The measure adopted as a proxy for the intensity of external knowledge brought into the region relates to the amount of the international trade linkages of each functional region (Boschma and Iammarino 2009). It is measured as:

$${\text{IMP}}\_{\text{EXP}}_{rt} = {\text{Ln}} (Import\,value_{rt} + Export\,value_{rt} )$$
(5)

where, \(Import\,value_{rt}\) and \(Export\,value_{rt}\) are the value of the import and export in manufacturing in region r in year t, respectively. The higher the value of IMP_EXP rt , the greater is the external knowledge that flows into the region.

The measure adopted as a proxy for the variety of external knowledge brought into the region is the Trade Related Variety (Boschma et al. 2012). It aims to measure the extent to which the export portfolio of a region is related to its import portfolio. Let 1 be a five-digit industry within the two-digit class I(i), with i = 1,…, n. Then following Boschma and Iammarino (2009), trade related variety (TRV) is given as follows:

$${\text{TRV}}_{rt} = \mathop \sum \limits_{i} Import_{5}^{M} \left( i \right) Export_{5} (i)$$
(6)

where, Import M5 (i) is the import entropy in five-digit industries other than 1, but within the same two-digit industry I(i), i.e. (i ≠ 1). Export 5 (i) is the relative size of the five-digit export industry 1 (with i = 1,…, n) in the entire provincial export.

3.2.3 Control variables

Several control variables are considered: population density, human capital, manufacturing concentration index, high-technology manufacturing concentration index, number of high-tech large manufacturing firms, and year dummies. Population density (POPULATION) controls for the size of the regions and captures urbanization economies. It is measured as the population per square kilometre in each region each year. Population density is expected to have positive effect on innovation (Feldman 1994).

Human capital (HC) is a standard variable in KPF framework. It is shown to have the significant positive impact on innovation in firm level (Andersson and Ejermo 2005) and regional level studies (Lee et al. 2010).

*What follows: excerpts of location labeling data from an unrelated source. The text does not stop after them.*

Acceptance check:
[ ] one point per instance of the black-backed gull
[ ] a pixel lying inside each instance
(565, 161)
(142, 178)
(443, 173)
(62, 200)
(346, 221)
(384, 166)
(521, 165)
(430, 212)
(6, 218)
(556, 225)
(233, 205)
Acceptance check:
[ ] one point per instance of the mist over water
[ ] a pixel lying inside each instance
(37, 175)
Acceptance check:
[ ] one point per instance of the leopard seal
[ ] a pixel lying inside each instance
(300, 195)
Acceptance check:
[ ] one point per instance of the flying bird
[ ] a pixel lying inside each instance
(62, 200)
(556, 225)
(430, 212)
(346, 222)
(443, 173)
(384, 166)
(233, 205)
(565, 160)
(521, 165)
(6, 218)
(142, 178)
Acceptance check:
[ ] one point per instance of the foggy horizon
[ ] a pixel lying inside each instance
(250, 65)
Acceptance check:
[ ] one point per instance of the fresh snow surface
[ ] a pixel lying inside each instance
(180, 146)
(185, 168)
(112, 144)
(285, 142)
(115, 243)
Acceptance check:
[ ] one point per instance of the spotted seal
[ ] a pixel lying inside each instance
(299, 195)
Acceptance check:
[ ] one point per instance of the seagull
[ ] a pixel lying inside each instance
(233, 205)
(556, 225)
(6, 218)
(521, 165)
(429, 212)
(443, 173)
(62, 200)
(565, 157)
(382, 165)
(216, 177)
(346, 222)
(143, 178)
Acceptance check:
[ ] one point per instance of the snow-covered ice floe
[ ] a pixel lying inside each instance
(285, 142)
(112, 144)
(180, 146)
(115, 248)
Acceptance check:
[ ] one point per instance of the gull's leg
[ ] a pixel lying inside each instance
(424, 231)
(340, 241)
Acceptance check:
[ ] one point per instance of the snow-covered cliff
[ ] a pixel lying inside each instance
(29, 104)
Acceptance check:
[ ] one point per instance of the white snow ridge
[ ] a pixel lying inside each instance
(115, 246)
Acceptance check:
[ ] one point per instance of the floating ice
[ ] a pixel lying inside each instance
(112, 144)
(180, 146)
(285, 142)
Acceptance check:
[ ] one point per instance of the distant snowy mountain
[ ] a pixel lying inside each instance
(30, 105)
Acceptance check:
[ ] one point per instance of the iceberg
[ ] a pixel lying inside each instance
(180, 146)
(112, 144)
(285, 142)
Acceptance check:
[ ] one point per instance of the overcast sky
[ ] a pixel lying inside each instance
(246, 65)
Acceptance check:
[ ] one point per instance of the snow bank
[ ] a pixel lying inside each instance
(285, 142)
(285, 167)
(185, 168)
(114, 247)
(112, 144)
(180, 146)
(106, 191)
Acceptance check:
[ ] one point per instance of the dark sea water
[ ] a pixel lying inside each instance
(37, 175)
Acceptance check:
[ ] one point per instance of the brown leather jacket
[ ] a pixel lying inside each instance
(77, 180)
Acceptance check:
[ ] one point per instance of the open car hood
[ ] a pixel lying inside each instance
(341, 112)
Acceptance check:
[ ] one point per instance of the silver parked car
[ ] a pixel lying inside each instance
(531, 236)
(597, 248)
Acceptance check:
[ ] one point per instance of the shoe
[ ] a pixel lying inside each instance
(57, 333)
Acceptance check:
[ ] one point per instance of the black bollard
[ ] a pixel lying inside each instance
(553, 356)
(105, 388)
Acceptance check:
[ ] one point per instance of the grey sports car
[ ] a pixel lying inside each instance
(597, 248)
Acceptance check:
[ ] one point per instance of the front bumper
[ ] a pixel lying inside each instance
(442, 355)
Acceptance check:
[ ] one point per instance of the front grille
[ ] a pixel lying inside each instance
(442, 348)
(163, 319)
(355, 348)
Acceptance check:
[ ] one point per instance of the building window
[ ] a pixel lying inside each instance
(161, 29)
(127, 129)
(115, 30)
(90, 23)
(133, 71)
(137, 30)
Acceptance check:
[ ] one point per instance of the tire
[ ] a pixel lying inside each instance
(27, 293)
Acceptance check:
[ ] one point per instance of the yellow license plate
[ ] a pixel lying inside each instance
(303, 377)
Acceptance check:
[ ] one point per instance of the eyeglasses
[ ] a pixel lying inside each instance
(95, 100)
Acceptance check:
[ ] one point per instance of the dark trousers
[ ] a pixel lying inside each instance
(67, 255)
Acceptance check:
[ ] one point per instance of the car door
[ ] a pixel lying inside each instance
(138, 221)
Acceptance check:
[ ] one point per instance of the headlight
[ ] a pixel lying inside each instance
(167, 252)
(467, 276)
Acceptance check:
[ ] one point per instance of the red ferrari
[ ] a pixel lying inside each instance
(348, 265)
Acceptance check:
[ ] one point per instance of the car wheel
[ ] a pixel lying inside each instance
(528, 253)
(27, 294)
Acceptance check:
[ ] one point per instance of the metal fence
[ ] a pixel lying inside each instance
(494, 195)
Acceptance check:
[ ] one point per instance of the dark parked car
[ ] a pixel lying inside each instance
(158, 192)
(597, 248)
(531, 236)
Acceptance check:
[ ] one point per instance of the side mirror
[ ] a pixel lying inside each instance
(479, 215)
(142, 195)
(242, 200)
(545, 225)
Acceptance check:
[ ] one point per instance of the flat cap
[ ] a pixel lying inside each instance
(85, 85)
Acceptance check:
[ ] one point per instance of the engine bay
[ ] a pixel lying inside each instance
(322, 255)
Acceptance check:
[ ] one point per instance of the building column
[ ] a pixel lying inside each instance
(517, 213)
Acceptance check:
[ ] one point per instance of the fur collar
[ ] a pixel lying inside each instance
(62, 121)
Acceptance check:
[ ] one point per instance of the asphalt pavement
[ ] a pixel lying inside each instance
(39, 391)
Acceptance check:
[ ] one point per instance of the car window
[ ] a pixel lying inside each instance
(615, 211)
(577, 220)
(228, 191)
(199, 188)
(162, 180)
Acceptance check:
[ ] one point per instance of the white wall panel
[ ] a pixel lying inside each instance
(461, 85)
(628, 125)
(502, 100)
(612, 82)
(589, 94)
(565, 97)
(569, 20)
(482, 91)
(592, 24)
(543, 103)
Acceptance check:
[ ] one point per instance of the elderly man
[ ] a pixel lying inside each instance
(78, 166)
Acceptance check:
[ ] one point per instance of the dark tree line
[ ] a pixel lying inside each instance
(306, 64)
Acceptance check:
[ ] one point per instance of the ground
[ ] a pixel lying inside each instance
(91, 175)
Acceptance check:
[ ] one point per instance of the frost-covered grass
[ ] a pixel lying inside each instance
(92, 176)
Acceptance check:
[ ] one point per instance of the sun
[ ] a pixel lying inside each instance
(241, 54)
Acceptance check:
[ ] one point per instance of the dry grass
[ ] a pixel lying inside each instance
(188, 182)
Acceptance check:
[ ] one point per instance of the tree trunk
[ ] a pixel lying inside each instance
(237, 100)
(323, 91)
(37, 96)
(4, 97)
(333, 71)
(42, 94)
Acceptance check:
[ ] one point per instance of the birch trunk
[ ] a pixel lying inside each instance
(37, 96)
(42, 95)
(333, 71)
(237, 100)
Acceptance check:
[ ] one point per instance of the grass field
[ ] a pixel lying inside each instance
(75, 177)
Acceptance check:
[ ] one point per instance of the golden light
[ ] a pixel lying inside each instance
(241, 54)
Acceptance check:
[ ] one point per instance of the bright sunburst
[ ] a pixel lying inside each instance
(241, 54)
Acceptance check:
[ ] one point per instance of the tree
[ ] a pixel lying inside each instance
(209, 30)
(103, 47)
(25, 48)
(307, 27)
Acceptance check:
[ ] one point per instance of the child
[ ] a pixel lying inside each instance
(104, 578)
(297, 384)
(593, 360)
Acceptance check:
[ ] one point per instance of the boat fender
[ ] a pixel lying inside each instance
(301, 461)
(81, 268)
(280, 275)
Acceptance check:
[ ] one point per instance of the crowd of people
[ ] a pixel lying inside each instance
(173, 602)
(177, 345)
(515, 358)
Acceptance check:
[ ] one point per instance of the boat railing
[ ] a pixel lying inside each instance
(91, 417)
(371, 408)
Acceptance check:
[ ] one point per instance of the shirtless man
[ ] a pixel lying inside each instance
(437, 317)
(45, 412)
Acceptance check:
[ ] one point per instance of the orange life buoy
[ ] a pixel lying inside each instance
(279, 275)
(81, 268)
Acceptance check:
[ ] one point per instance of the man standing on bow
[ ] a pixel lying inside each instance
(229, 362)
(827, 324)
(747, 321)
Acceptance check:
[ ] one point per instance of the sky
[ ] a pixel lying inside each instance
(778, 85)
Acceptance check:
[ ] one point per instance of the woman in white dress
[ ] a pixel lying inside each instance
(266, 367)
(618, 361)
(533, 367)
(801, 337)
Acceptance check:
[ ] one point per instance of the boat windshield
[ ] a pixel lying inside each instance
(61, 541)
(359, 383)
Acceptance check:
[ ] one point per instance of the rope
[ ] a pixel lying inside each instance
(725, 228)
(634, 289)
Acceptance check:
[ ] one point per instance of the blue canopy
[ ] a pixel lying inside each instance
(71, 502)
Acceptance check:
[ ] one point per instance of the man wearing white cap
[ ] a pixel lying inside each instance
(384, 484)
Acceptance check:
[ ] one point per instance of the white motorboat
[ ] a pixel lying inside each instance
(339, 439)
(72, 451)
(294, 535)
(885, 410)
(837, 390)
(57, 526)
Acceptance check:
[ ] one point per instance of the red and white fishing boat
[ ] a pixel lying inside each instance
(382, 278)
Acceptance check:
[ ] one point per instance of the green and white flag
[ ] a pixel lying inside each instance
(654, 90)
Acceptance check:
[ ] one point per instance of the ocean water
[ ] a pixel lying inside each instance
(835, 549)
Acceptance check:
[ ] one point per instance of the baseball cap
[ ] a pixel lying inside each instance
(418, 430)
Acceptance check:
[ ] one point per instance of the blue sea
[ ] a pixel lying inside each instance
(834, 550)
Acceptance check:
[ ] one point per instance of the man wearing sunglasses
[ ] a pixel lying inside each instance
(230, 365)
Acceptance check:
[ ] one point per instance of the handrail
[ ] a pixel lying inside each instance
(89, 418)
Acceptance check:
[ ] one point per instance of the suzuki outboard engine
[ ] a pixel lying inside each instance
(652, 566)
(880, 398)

Such a positive effect on innovation is motivated generally by endogenous growth theory (Romer 1986), and specifically by Lucas (1988)’s model, arguing that the ability to develop new technology depends on the average level of human capital in the local economy. It is measured as the fraction of higher educated employees (employees with three or more years of university education) in region r year t.

It is shown that sectors differ in their propensity to patent. First of all, service sector is less likely to patent its knowledge production compared with manufacturing (Hipp and Grupp 2005). In order to incorporate this argument, the paper includes location quotient of the manufacturing specialization (LQ_MAN). It is calculated as follows:

$${\text{LQ}}\_{\text{MAN}}_{{rt}} = \frac{{\left( {\frac{{{\text{Manufacturing}}\,\,{\text{employment}}\,\,{\text{in}}\,\,{\text{region}}\,\,r\,\,{\text{year}}\,\,t}}{{{\text{Total}}\,\,{\text{employment}}\,\,{\text{in}}\,\,{\text{region}}\,\,r\,\,\,{\text{year}}\,t}}} \right)}}{{\left( {\frac{{{\text{Manufacturing}}\,\,{\text{employment}}\,\,{\text{in}}\,\,{\text{economy}}\,\,{\text{year}}\,t}}{{{\text{Total}}\,\,{\text{employment}}\,\,{\text{in}}\,\,{\text{economy}}\,\,{\text{year}}\,t}}} \right)}}$$
(7)

The higher the value of LQ_MAN, the higher concentration of manufacturing sectors in the region. This variable controls for the fact that manufacturing sectors have higher propensity to patent than service sectors, and expected to have positive sign (Fritsch and Slavtchev 2007; Paci and Usai 1999).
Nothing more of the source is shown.